赤色の口紅は、妖艶な色気を漂わせて俺を惑わす。
口づけしたい衝動なんとか抑える。

「美味しい…、チョコの中から何か出てきた。」

「ラズベリー、キャラメル、ミルクの3種類がランダムで入ってるんだ。」

「食べてみないと中身が分からないって事?」

「そう。あえてその方が面白いだろ?」

「へぇ、面白いね。出る味で占いとか出来そう。」
その発想が面白いな、と翔は思う。

「いいね、そのアイデア。
さっそく採用しよう。」

「本当に?完成が楽しみだね。
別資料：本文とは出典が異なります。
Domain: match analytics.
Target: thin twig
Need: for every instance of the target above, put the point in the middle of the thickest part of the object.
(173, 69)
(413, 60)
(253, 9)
」
嬉しそうな果穂の口に、もう一つチョコを放り込む。

「うわぁ、酸っぱい…これラズベリーだね。」

「もう少し甘くするべきか?」
果穂の味覚はいつも商品開発の参考になる。

「甘過ぎてもラズベリー感が無くなると勿体無いし…、難しいね。
もう少しトロッとしててもいいかも。」

「分かった。優斗に伝えておく。」

そんな話をしていたら果穂のヘアアップが完成した。